Im zehnten Anlauf landete der SV Langschede den ersten Sieg in der Bezirksliga Westfalen 6. Und das ausgerechnet gegen einen direkten Konkurrenten.

SV Langschede

Im Kellerduell gelingt der Premierensieg

Julian Bischoff
26. Oktober 2015, 16:34 Uhr
Foto: Thorsten Tillmann

Foto: Thorsten Tillmann

Im zehnten Anlauf landete der SV Langschede den ersten Sieg in der Bezirksliga Westfalen 6. Und das ausgerechnet gegen einen direkten Konkurrenten.

Die Erleichterung war groß beim SV Langschede, als beim Heimspiel gegen die SG Hemer der Schlusspfiff erklang und damit der allererste Dreier in dieser Spielzeit unter Dach und Fach gebracht war. Beim 2:1 (1:0)-Erfolg im Duell der Kellerkinder hatte der bis dato Tabellenletzte endlich einmal die nötige Konsequenz an den Tag gelegt - sowohl in der Abwehrarbeit als auch in der Offensive.

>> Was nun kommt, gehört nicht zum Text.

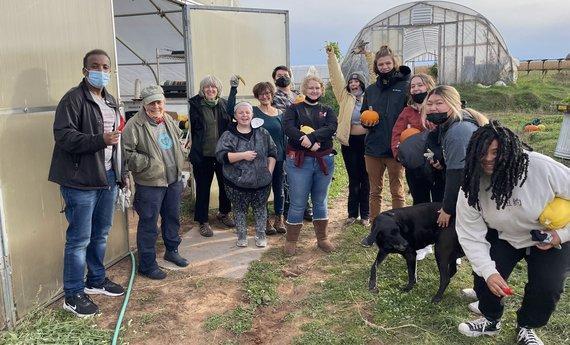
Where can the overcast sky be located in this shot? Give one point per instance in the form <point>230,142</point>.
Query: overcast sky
<point>532,29</point>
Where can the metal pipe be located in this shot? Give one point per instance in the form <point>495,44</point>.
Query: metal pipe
<point>145,14</point>
<point>162,14</point>
<point>144,62</point>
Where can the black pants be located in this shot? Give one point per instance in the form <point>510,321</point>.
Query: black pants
<point>149,203</point>
<point>425,188</point>
<point>204,175</point>
<point>358,183</point>
<point>546,275</point>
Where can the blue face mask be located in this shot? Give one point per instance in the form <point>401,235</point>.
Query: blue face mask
<point>98,79</point>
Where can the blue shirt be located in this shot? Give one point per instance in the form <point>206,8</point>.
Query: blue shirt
<point>273,124</point>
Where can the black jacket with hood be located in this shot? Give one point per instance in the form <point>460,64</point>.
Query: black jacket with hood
<point>387,97</point>
<point>78,159</point>
<point>246,174</point>
<point>225,111</point>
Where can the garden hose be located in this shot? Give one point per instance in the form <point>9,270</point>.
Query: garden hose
<point>125,301</point>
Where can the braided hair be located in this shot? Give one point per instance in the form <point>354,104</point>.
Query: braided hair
<point>511,164</point>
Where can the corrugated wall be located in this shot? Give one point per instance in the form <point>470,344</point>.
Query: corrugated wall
<point>43,44</point>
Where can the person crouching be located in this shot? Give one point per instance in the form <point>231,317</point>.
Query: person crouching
<point>248,156</point>
<point>154,157</point>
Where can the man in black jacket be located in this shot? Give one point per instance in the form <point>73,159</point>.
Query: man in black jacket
<point>86,163</point>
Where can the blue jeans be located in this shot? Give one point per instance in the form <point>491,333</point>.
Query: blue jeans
<point>149,203</point>
<point>90,216</point>
<point>277,187</point>
<point>304,180</point>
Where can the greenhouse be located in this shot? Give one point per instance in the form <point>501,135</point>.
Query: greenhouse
<point>454,41</point>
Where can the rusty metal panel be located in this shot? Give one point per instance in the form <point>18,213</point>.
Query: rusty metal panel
<point>42,50</point>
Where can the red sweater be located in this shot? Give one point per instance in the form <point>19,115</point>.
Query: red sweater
<point>408,116</point>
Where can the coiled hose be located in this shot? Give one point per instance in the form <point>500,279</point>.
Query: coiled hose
<point>125,301</point>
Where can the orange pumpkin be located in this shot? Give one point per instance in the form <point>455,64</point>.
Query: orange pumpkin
<point>408,132</point>
<point>369,116</point>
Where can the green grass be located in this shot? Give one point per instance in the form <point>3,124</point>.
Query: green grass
<point>48,326</point>
<point>338,309</point>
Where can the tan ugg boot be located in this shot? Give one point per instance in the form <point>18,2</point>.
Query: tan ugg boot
<point>292,236</point>
<point>279,225</point>
<point>321,233</point>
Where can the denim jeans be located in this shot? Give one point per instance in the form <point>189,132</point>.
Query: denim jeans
<point>149,203</point>
<point>90,216</point>
<point>304,180</point>
<point>277,187</point>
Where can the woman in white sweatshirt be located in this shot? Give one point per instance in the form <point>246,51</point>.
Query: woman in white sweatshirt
<point>505,189</point>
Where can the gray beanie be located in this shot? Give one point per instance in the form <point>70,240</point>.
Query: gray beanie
<point>152,93</point>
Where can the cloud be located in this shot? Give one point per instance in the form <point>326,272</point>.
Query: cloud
<point>530,28</point>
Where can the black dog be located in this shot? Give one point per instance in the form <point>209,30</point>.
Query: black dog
<point>405,230</point>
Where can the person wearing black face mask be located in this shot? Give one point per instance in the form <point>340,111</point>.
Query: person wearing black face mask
<point>455,126</point>
<point>284,96</point>
<point>387,96</point>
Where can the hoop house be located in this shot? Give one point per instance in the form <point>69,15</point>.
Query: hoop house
<point>465,46</point>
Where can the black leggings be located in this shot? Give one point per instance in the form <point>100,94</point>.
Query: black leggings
<point>358,183</point>
<point>546,275</point>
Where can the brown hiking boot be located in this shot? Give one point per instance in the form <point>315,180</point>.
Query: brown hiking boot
<point>225,219</point>
<point>269,229</point>
<point>321,233</point>
<point>279,225</point>
<point>292,236</point>
<point>205,230</point>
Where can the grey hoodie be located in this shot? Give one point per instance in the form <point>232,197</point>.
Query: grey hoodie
<point>246,174</point>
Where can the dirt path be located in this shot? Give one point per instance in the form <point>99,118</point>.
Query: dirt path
<point>173,311</point>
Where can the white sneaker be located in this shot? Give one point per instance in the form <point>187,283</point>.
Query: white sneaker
<point>469,294</point>
<point>479,327</point>
<point>474,308</point>
<point>527,336</point>
<point>261,241</point>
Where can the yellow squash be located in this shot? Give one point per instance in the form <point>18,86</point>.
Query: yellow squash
<point>556,214</point>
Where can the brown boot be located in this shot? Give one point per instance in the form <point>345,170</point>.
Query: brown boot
<point>292,236</point>
<point>321,233</point>
<point>269,229</point>
<point>279,225</point>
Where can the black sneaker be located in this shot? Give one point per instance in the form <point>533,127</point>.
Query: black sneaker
<point>157,274</point>
<point>81,305</point>
<point>175,258</point>
<point>107,288</point>
<point>479,327</point>
<point>527,336</point>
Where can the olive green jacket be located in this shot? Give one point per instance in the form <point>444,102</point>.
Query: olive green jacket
<point>143,156</point>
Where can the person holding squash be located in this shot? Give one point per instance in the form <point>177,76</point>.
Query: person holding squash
<point>351,135</point>
<point>383,102</point>
<point>309,163</point>
<point>505,189</point>
<point>455,126</point>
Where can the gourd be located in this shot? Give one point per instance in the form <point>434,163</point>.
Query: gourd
<point>531,128</point>
<point>556,214</point>
<point>369,116</point>
<point>307,129</point>
<point>408,132</point>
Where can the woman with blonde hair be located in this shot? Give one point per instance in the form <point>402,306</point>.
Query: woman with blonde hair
<point>387,96</point>
<point>351,135</point>
<point>455,125</point>
<point>309,162</point>
<point>210,115</point>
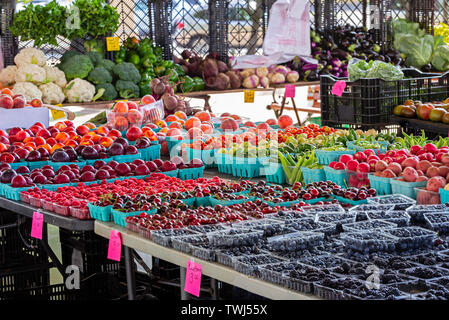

Aufbauarbeit hat gefruchtet

In der vergangenen Woche habe er noch "moralische Aufbauarbeit" leisten müssen, gab Trainer Holger Stemmann hinterher an. Anlass war die enttäuschende Niederlage trotz guter Leistung am letzten Spieltag in Westhofen, die durch einen fragwürdigen Foulelfmeter in der Nachspielzeit zustande gekommen war. Zudem habe er selber langsam Druck gespürt ob der Tatsache, "dass bei den Siegen immer noch eine Null für uns stand".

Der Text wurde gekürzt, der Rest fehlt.